By the time the officer returned to my vehicle, my sunglasses were all fogged up and my nose was running, and I couldn't stop the tears. I know he was probably thinking I was emotionally unstable or something. He gave me a warning only (Thanks be to God!). I told him I was glad he pulled me over because it was my cue to slow down. The officer looked like he was totally thrown off and he told me that sometimes we overextend ourselves and need to take a break. The poor man! I'm sure when he went to work that morning he had no idea he'd be counseling motorists.
I meant what I said about being glad I was pulled over by the police, and it wasn't to gain favor or pity because I'd already gotten off with a warning. I really do need to slow down and stop rushing like there's no tomorrow. So I'm trying to learn from my experience. I'm learning to breathe in and breathe out and SLOW DOWN!
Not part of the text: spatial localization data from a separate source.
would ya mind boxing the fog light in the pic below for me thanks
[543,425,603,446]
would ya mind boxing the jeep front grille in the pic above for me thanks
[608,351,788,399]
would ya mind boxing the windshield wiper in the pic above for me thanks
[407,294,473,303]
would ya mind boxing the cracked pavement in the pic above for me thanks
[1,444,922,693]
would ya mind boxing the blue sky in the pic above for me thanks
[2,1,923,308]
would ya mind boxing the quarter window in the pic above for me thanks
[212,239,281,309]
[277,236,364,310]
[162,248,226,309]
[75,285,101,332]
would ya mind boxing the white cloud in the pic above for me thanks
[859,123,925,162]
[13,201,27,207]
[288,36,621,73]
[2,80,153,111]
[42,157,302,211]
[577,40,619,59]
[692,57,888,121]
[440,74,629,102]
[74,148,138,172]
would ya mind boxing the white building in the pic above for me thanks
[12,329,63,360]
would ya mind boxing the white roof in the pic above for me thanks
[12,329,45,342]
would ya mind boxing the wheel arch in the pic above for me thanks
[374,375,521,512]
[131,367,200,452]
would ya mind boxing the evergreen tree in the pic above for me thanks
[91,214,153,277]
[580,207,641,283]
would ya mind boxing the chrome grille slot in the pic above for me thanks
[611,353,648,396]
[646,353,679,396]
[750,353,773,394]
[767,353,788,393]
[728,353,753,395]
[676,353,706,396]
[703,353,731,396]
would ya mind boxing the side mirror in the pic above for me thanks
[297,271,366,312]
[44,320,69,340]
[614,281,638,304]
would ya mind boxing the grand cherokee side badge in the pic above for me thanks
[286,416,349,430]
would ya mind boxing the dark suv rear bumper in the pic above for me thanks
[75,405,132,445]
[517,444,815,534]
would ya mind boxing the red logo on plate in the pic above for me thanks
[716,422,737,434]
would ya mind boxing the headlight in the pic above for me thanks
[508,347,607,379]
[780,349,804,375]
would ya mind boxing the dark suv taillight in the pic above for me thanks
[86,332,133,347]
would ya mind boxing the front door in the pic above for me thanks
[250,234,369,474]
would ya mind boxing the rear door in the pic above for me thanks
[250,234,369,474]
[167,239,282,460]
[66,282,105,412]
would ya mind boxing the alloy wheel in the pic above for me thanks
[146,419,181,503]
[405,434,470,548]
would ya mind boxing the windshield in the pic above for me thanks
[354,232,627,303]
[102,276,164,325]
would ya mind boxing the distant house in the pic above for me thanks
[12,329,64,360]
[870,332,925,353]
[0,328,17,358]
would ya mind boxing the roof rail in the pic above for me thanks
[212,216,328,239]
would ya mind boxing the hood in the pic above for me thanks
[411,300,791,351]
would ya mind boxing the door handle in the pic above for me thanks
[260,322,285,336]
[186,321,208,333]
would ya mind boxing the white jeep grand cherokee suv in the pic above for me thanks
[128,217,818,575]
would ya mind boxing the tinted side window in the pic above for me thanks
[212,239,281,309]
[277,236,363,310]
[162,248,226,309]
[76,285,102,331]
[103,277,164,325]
Oh, and for the record, all that rushing around got me nowhere. I was late to Bible study and most people had already eaten by the time I arrived, therefore I had lots of those fabulous muffins left over. One word... humbling.
4 comments:
I'm so sorry about your bad luck, Marva. Your writing is an absolute delight to read. I sure wish the Securidad that comes by my house would learn to slow down. I, too, need to take your slow down cues. Thanks for the treat to read your work.
Gracias, mi amiga! :)
Marva,
Marva,
Marva,
Oh how I miss your stories! I so wish you were driving to our Bible study.
Your'e one in a million!
Your glass is always half-full and you are a delight to be around (or read about now). I was waiting to read that you offered (bribed) the cop with a muffin! Culture shock both ways when it comes to overseas moves. It wasn't that crazy here, was it? At least the soccer fields here are closer and it is one school building! Miss you!